Adrien sort le premier et je le suis avec peine, courbaturé de partout. Mon Conjoint tend la main vers moi mais je choisis d’ignorer son aide et finis par toucher lourdement le sol. 

J’essaie de comprendre où nous sommes. La nuit est toujours aussi noire et plus aucun éclairage public ne me permet de percevoir autre chose que les phares de la voiture. Puis j’entends un grondement au loin. Le fleuve. Nous nous dirigeons vers le Danube. La panique me saisit. Adrien n’a tout de même pas l’intention de nous faire traverser cette immense étendue d’eau, n’est-ce pas ? Tout à coup, mon plan d’infiltration dans le camp ennemi ne me paraît pas si extraordinaire que cela… 

Mon Conjoint et l’inconnu se serrent la main. 

— Bonne chance, dit le second. Fais attention à toi. Le courant est agité ce soir. 

— J’ai l’habitude. Merci pour tout ! 

L’Anti-Civique m’ignore consciencieusement, salue une dernière fois son camarade et remonte dans son véhicule sans plus de formalité. J’entends son moteur ronronner et s’éloigner dans la nuit. 

Adrien tend la main et saisit la mienne, comme si nous sortions comme tous les matins de notre cellule familiale pour aller au travail. 

— Ça me rappelle notre toute première sortie, me lance-t-il gaiement. 

Je ne réponds pas. Je ne vois personnellement que peu de ressemblances entre cette fuite effrayante en pleine nuit et notre promenade romantique au milieu de la nature. Les lumières de la cité ont disparu depuis longtemps et je ne vois pas plus loin qu’à quelques centimètres. Le bruit du fleuve se fait de plus en plus fort jusqu’à ce que, soudain, nous nous trouvions face à lui. Je ne perçois qu’une masse sombre, effrayante, qui gronde férocement. 

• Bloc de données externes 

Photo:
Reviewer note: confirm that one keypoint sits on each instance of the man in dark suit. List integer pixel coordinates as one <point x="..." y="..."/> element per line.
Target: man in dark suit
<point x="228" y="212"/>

Adrien lâche ma main et va fouiller dans un buisson. Il en tire une petite barque. 

— Le jour où nous sommes venus ici pour la première fois, je me souviens, tu avais dit vouloir construire un radeau pour voguer sur le fleuve. En réalité, c’était un mensonge. Tu possédais déjà cette embarcation. 

Adrien hausse les épaules pour toute réponse. Cela m’agace. 

— Combien de mensonges m’as-tu racontés ? M’as-tu seulement un jour dit quelque chose de vrai ?

J’attrape le bras de mon Conjoint pour l’obliger à me faire face. Il se dégage d’une secousse. 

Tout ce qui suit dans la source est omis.